Pressemitteilung: Unternehmensinsolvenzen im Mai – Nur geringer Anstieg trotz Wegfall der Aussetzung der Insolvenzantragspflicht

Lesen Sie unsere aktuelle PM.

Das Statistische Bundesamt weist für den Monat Mai 2021 einen Anstieg von nur 5 Prozent bei den Unternehmensinsolvenzen gegenüber dem Vorjahresmonat aus. Dieser liegt aber weiterhin deutlich unterhalb der Zahlen des Jahres 2019 (-10 %).
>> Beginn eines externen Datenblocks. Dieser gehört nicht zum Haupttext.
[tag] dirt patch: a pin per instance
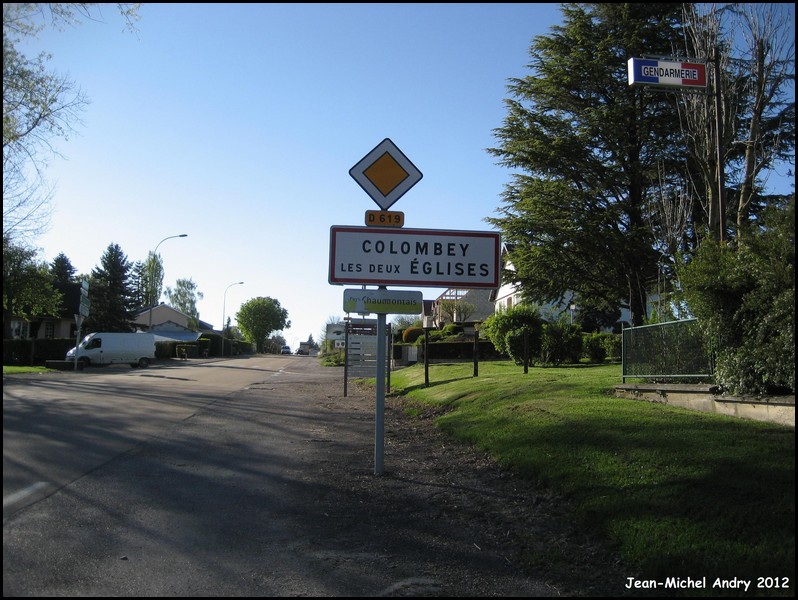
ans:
(510, 537)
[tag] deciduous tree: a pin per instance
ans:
(586, 150)
(259, 317)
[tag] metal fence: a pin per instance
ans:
(666, 351)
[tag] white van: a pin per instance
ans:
(135, 349)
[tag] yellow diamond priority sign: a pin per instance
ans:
(385, 174)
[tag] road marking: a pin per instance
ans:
(23, 493)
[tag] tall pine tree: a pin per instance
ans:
(110, 294)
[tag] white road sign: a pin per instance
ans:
(389, 302)
(414, 257)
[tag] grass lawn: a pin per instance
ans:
(679, 493)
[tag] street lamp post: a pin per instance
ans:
(155, 253)
(224, 302)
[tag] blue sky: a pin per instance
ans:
(238, 123)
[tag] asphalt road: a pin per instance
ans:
(173, 480)
(254, 477)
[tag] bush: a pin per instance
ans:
(506, 328)
(744, 298)
(593, 347)
(561, 342)
(452, 329)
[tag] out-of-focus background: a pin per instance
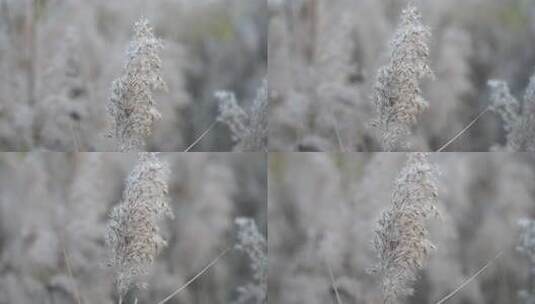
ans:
(55, 205)
(323, 208)
(58, 59)
(324, 56)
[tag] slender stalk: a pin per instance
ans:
(463, 130)
(201, 137)
(174, 293)
(467, 281)
(331, 275)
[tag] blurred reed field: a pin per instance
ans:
(56, 208)
(385, 223)
(59, 58)
(332, 63)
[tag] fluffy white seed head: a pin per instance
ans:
(253, 243)
(401, 239)
(398, 96)
(132, 235)
(131, 105)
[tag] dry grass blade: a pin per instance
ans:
(69, 270)
(331, 275)
(463, 130)
(467, 281)
(201, 137)
(212, 263)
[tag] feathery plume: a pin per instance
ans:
(401, 239)
(251, 242)
(132, 235)
(519, 120)
(398, 96)
(131, 104)
(249, 130)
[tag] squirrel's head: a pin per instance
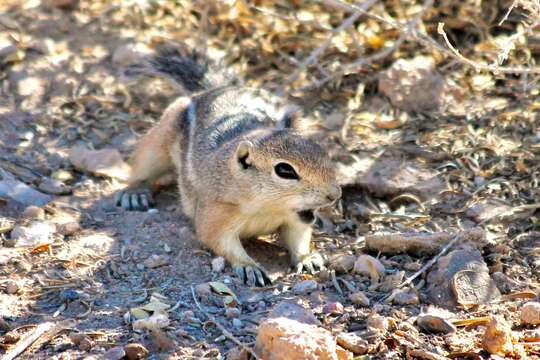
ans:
(284, 170)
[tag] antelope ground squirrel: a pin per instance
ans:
(244, 168)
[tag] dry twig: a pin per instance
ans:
(25, 343)
(224, 331)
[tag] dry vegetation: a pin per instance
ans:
(430, 109)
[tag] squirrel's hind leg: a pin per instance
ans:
(151, 158)
(216, 228)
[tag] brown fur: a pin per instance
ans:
(226, 200)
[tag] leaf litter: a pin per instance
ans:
(360, 72)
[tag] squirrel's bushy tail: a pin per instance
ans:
(191, 69)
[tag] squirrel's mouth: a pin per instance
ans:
(307, 216)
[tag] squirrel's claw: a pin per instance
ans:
(134, 199)
(311, 263)
(252, 275)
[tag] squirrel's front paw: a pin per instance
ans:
(252, 275)
(311, 263)
(134, 199)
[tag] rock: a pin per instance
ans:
(505, 284)
(105, 162)
(406, 297)
(36, 233)
(341, 263)
(485, 211)
(370, 266)
(34, 91)
(116, 353)
(335, 120)
(7, 49)
(54, 187)
(135, 351)
(343, 354)
(33, 212)
(62, 175)
(187, 316)
(86, 344)
(98, 242)
(203, 290)
(497, 339)
(129, 54)
(435, 324)
(4, 325)
(155, 261)
(406, 79)
(232, 313)
(377, 323)
(359, 298)
(304, 287)
(62, 4)
(218, 264)
(12, 287)
(353, 342)
(23, 193)
(461, 277)
(286, 339)
(293, 311)
(391, 282)
(70, 295)
(530, 313)
(158, 320)
(333, 308)
(69, 228)
(391, 176)
(237, 323)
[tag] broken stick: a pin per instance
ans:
(28, 340)
(421, 243)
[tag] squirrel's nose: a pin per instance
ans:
(334, 193)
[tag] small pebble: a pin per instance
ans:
(333, 308)
(155, 261)
(116, 353)
(203, 290)
(69, 295)
(232, 313)
(433, 324)
(304, 287)
(359, 298)
(33, 212)
(12, 287)
(342, 263)
(135, 351)
(54, 187)
(377, 323)
(86, 344)
(404, 297)
(368, 265)
(218, 264)
(237, 323)
(530, 313)
(352, 342)
(69, 228)
(187, 316)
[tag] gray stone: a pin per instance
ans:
(23, 193)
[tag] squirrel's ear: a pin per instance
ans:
(291, 118)
(243, 153)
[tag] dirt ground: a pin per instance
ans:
(460, 154)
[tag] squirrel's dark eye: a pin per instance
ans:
(286, 171)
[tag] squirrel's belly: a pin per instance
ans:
(261, 224)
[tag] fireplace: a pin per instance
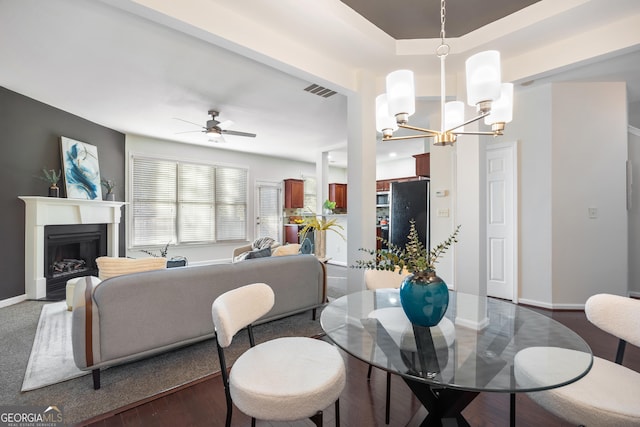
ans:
(43, 212)
(70, 251)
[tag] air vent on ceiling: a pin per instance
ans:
(320, 91)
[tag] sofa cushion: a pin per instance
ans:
(292, 249)
(260, 253)
(115, 266)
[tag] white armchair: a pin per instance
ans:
(608, 394)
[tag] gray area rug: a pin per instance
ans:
(51, 359)
(121, 385)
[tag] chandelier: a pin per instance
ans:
(492, 98)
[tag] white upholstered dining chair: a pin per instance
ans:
(608, 394)
(283, 379)
(380, 279)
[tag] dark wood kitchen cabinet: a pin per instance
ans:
(338, 194)
(293, 193)
(423, 164)
(291, 233)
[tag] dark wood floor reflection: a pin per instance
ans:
(361, 403)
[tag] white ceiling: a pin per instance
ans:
(133, 69)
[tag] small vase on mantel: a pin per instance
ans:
(424, 298)
(54, 190)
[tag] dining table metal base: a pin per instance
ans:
(440, 406)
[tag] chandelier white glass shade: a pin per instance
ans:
(493, 99)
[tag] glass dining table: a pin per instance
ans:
(481, 345)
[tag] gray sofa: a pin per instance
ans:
(141, 314)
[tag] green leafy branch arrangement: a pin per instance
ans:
(414, 257)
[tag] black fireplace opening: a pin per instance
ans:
(71, 251)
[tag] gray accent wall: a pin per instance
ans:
(30, 134)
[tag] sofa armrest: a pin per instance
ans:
(85, 327)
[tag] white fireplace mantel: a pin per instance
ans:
(43, 211)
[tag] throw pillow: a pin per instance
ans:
(291, 249)
(262, 253)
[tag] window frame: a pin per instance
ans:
(178, 201)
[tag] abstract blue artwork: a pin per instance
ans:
(81, 169)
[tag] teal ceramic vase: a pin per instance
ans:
(424, 299)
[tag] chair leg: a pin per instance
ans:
(387, 414)
(512, 410)
(227, 422)
(95, 374)
(317, 418)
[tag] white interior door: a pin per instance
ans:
(268, 211)
(501, 221)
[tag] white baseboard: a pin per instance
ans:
(14, 300)
(542, 304)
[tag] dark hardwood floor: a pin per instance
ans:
(362, 402)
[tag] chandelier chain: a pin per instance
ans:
(443, 49)
(442, 20)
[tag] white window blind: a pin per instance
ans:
(182, 202)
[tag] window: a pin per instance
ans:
(182, 202)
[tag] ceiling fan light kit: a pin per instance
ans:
(215, 128)
(492, 98)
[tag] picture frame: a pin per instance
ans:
(81, 169)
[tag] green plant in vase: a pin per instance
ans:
(319, 226)
(108, 185)
(329, 206)
(52, 177)
(423, 295)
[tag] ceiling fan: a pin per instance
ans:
(215, 129)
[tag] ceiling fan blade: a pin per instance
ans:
(216, 138)
(236, 133)
(226, 124)
(187, 121)
(189, 131)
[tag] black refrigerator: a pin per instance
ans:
(409, 200)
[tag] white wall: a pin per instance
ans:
(634, 213)
(573, 151)
(589, 154)
(261, 168)
(400, 168)
(531, 126)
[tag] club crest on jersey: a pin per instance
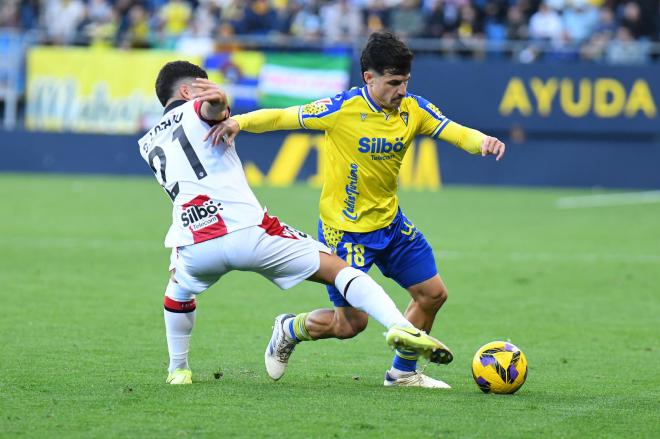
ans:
(200, 212)
(435, 110)
(380, 148)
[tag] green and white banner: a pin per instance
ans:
(293, 79)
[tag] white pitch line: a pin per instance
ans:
(550, 257)
(608, 200)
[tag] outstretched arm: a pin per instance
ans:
(214, 101)
(473, 141)
(259, 121)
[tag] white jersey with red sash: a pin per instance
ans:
(206, 183)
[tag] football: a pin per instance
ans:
(499, 367)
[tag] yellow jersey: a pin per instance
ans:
(364, 148)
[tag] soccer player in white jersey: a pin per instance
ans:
(219, 226)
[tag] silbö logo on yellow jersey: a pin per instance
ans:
(380, 148)
(351, 194)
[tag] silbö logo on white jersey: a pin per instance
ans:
(198, 216)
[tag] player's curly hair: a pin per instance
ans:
(171, 74)
(386, 53)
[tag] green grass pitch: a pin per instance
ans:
(83, 272)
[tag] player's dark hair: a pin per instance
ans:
(171, 74)
(386, 53)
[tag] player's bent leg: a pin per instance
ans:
(359, 290)
(179, 315)
(427, 299)
(343, 322)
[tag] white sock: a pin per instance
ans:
(179, 322)
(363, 293)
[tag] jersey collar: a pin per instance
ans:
(173, 105)
(370, 102)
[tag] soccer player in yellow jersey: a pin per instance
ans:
(367, 133)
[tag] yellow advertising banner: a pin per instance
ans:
(94, 90)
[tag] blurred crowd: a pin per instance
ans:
(598, 30)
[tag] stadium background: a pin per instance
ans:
(569, 274)
(571, 85)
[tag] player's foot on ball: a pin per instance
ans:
(419, 341)
(279, 349)
(414, 379)
(180, 376)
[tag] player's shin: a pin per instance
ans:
(363, 293)
(179, 322)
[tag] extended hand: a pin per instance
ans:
(209, 91)
(224, 131)
(492, 146)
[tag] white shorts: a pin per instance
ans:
(286, 257)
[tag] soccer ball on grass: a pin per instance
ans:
(499, 367)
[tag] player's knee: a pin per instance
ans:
(433, 299)
(349, 328)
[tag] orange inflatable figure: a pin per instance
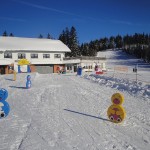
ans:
(116, 113)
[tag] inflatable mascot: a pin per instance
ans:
(116, 112)
(28, 82)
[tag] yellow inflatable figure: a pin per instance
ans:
(14, 75)
(116, 112)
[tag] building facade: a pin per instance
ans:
(41, 55)
(44, 55)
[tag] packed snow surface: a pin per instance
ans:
(69, 112)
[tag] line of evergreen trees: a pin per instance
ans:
(137, 44)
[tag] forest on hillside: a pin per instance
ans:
(137, 44)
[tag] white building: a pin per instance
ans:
(43, 54)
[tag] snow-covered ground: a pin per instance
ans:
(69, 112)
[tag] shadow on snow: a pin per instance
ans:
(88, 115)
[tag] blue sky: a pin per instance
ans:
(93, 19)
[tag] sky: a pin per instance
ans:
(92, 19)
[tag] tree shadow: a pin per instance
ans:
(18, 87)
(88, 115)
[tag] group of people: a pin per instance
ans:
(61, 70)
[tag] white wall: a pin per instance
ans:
(39, 60)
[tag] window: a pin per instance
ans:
(21, 55)
(46, 55)
(7, 55)
(57, 56)
(34, 55)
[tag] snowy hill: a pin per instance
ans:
(69, 112)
Damit bleibt die nach Aufhebung der Aussetzung der Antragspflicht von vielen prognostizierte Insolvenzwelle weiterhin aus. Die deutschen Unternehmen scheinen in vielen Fällen die Coronazeit unbeschadet zu überstehen. Dies könnte ein Trugschluss sein, denn die vorhandene Liquidität wird derzeit von Fiskus und Krankenkassen nicht abgeschöpft, die ihre Forderungen seit Beginn der Krise gestundet haben. Sollte sich dies ändern, wird sich dies auch bei den Insolvenzzahlen widerspiegeln.

„Damit bleibt die nach Aufhebung der Aussetzung der Antragspflicht von vielen prognostizierte Insolvenzwelle weiterhin aus. Ganz im Gegenteil, wir liegen immer noch deutlich unterhalb der Zahlen des Vorkrisenjahres 2019“, erläutert Dr. Christoph Niering, Insolvenzverwalter und Vorsitzender des Berufsverbands der Insolvenzverwalter Deutschlands (VID).

Mit weiterer Rücknahme der pandemiebedingten Einschränkungen werden die institutionellen Gläubiger möglicherweise noch in diesem Jahr zu ihrer früheren Praxis zurückkehren und dann auch wieder vermehrt Insolvenzanträge stellen. „Damit kommen wir der notwendigen volkwirtschaftlichen Normalität ein Stück näher“, so der VID-Vorsitzende.